A viagem foi dura e longa. “Medo do desconhecido? O medo do conhecido era muito maior”, escreve Daud. O iraquiano deixou um país assolado pela guerra e, até chegar a Portugal teve de enfrentar uma verdadeira jornada hercúlea. Daud iludiu as fronteiras do Daesh ao viajar dentro do tanque de um camião cisterna durante nove horas até chegar à Síria. Depois, teve de correr durante muitos e longos minutos debaixo de fogo de militares para atravessar a fronteira para a Turquia e, finalmente, tentou chegar à Grécia num barco lotado que, “a pique”, naufragou “em menos de um minuto”. Pelo meio perdeu tudo. Mais do que uma vez. Mas ainda conseguiu ajudar a salvar duas crianças, de 2 e 4 anos, de se afogarem no mar que devia ser “nosso”.
Depois de uma viagem de milhares de quilómetros e cheia de adversidades, Daid Al Anazy conta em livro a história da jornada que o levou a deixar o Iraque até ser acolhido na Misericórdia de Alfeizerão.
Depois de quatro horas em águas geladas, a “agarrar-se pela vida”, Daud e os sobreviventes do naufrágio foram resgatados pela guarda costeira grega e chegaram à ilha de Lesbos, local que recebe milhares de refugiados vindos de várias partes do Médio Oriente. Já em solo da União Europeia, o iraquiano foi abordado sobre a possibilidade de ser acolhido em Portugal. Apesar de o destino inicial ser “a Suécia, Alemanha ou Holanda”, Daud Al Anazy não hesitou em aceitar o repto e, no dia 17 de dezembro, chegou a Alfeizerão acompanhado por mais quatro refugiados.
Há mais de seis meses a residir na região, o iraquiano, de 24 anos, já começou a aprender Português, língua com a qual não tinha qualquer contacto, e está a trabalhar na Casa do Pão de Ló, em Alfeizerão, retomando a profissão que levava em Mosul, antes de o Daesh ter invadido a cidade em junho do ano passado e lhe ter arruinado o negócio do café que geria. A adaptação não tem sido fácil mas, com a ajuda de Helena Lopes Franco, co-autora do livro e professora de Português, e da equipa da Misericórdia de Alfeizerão, Daud tem levado uma vida “tranquila e normal”.
O livro, que foi apresentado na Casa do Pão de Ló no passado sábado, pretende “divulgar e despertar consciências” para algo que pensamos que “está longe”.

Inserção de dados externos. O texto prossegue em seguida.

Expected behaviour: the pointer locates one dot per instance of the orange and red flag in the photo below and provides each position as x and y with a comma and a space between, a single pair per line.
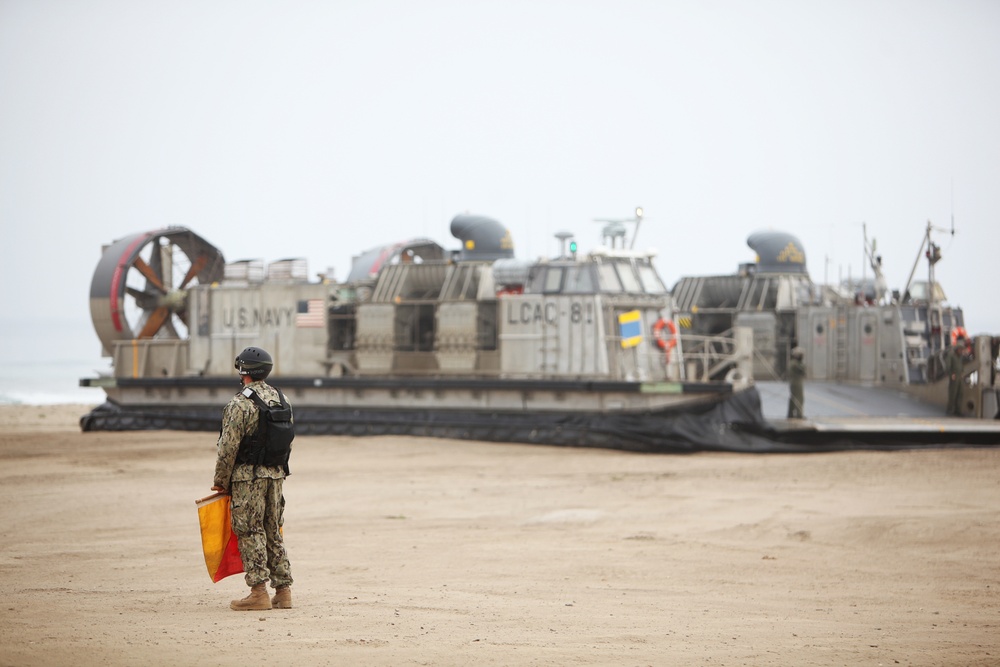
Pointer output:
222, 554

Helena Franco considera que a experiência de Daud é importante porque, além de ser “um retrato do mundo atual”, “mostra o melhor e o pior da humanidade”. O relato do iraquiano é extenso e muito detalhado. Conta o terror sentido por milhões de pessoas que foram afetadas pela guerra com o Daesh e que, quase diariamente, ouvimos na comunicação social. Esta semana, foi notícia mais um atentado no Iraque que vitimou 215 pessoas segundo os números mais recentes.
A leitura do livro é “um momento de reflexão” que, na opinião da co-autora, não vai deixar ninguém “indiferente”. O livro encerra, apenas, um capítulo tenebroso, mas com um final feliz, na vida de Daud. Ficamos à espera da continuação da obra e que o iraquiano possa contar como termina a sua aventura em Alfeizerão.